Словно предчувствуя теплый прием, Тагор написал в "Гитанджали": "Ты дал обо мне знать друзьям, которых я не знаю. Ты нашел мне место в домах, мне чужих. Ты приблизил далекое и сделал чужого братом". Среди прочих знаменитостей он встретился с Бернардом Шоу, Гербертом Уэллсом, Бертраном Расселом, Джоном Голсуорси. "Достоинство Тагора и красота его облика, — писал Ротенстайн, — легкость манеры поведения и его тихая мудрость произвели большое впечатление на всех, кто с ним встречался". Самого Тагора поразила "широта взглядов и быстрота мысли", обнаруженные им в новых друзьях. Он писал, что "те, кто знает англичан только по Индии, не знают их совсем".

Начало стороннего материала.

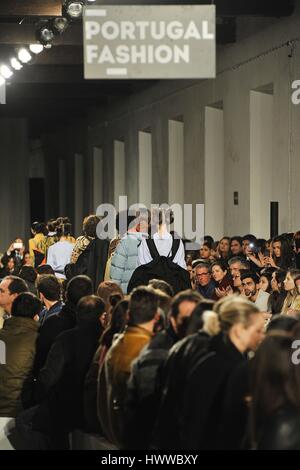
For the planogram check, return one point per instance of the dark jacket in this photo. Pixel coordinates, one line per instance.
(193, 395)
(19, 335)
(91, 262)
(60, 385)
(51, 328)
(208, 291)
(281, 431)
(143, 389)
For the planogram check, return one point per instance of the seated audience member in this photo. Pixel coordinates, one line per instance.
(195, 377)
(116, 326)
(142, 388)
(204, 282)
(78, 287)
(163, 240)
(19, 334)
(59, 254)
(112, 383)
(223, 280)
(291, 303)
(44, 269)
(29, 275)
(9, 268)
(49, 289)
(60, 385)
(15, 251)
(250, 282)
(125, 258)
(275, 392)
(10, 288)
(236, 246)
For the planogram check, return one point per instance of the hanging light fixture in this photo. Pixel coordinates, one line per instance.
(24, 55)
(36, 48)
(59, 25)
(15, 63)
(73, 9)
(6, 71)
(44, 32)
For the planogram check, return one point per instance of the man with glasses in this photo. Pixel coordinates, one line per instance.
(10, 288)
(205, 285)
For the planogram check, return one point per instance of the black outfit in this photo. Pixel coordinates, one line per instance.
(51, 328)
(91, 262)
(142, 398)
(281, 431)
(192, 406)
(60, 388)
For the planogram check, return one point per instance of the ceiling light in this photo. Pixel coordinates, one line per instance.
(73, 9)
(24, 56)
(15, 64)
(59, 25)
(36, 48)
(5, 71)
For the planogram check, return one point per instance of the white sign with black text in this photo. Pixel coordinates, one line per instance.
(149, 41)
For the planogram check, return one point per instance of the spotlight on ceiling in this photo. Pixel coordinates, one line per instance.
(36, 48)
(59, 25)
(24, 55)
(73, 9)
(15, 63)
(44, 32)
(6, 71)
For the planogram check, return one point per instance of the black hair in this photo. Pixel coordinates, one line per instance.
(186, 295)
(90, 308)
(17, 285)
(143, 305)
(78, 287)
(250, 274)
(26, 305)
(49, 286)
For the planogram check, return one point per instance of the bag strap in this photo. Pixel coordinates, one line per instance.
(175, 247)
(152, 248)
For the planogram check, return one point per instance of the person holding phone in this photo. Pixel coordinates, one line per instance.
(16, 251)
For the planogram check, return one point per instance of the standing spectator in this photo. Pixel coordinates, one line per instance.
(112, 383)
(49, 288)
(19, 334)
(39, 232)
(10, 288)
(250, 282)
(292, 301)
(59, 254)
(125, 258)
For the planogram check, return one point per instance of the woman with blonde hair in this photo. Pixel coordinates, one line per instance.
(291, 305)
(195, 384)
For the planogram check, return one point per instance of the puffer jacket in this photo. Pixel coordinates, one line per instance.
(19, 335)
(124, 260)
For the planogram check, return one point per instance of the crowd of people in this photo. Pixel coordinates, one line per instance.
(148, 345)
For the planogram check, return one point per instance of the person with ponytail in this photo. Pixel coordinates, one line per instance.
(195, 378)
(59, 254)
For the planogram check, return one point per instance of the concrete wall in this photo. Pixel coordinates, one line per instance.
(258, 59)
(14, 185)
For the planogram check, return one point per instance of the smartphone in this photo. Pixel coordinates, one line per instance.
(18, 246)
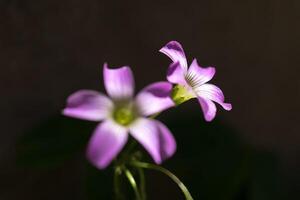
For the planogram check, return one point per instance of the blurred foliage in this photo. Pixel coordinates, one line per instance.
(210, 159)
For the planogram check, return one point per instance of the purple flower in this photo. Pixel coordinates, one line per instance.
(192, 82)
(121, 114)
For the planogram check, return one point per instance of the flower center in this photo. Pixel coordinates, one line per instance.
(181, 94)
(124, 115)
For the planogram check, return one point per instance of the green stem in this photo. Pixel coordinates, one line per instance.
(133, 183)
(117, 174)
(142, 183)
(183, 188)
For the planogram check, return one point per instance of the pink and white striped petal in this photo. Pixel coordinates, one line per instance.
(88, 105)
(119, 82)
(212, 92)
(154, 98)
(197, 75)
(106, 142)
(208, 107)
(175, 52)
(176, 74)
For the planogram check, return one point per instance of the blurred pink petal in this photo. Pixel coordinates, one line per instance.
(154, 137)
(119, 83)
(106, 142)
(176, 74)
(88, 105)
(154, 98)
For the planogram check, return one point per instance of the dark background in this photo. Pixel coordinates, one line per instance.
(51, 48)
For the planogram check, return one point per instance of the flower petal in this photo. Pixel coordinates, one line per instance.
(119, 83)
(175, 52)
(176, 74)
(154, 98)
(212, 92)
(197, 75)
(155, 138)
(88, 105)
(106, 142)
(167, 141)
(208, 107)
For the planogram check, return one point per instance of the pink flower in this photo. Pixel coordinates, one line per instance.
(192, 82)
(121, 115)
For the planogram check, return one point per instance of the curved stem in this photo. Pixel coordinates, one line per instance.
(142, 183)
(183, 188)
(117, 174)
(133, 183)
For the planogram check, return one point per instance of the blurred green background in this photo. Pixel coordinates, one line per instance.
(51, 48)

Бертран Рассел при встрече неожиданно спросил: "Тагор, что такое Красота?" "Вопрос был так внезапен, — пишет сын Рабиндраната, присутствовавший при встрече, — что отец минуту молчал, а затем начал излагать свои идеи по эстетике, которые он впоследствии развил в работе "Что такое искусство". Я не могу судить, насколько слова моего отца удовлетворили Бертрана Рассела, потому что, внимательно выслушав его, он исчез так же внезапно, как и появился". Они снова встретились в Кембридже, и тогда настал черед Рассела изложить свои взгляды. Льюис Дикинсон так описывает эту встречу: "В парке Кембриджа июньским вечером Бертран Рассел и я сидим вместе с Тагором. Он поет нам свои стихотворения, его чудесный голос, звучащий так странно, растворяется в сгущающейся темноте. Затем начинает говорить Рассел, сверкая как молнии в сумерках. Тагор молчал, но потом признался, что внимательно слушал мудрые речи Рассела".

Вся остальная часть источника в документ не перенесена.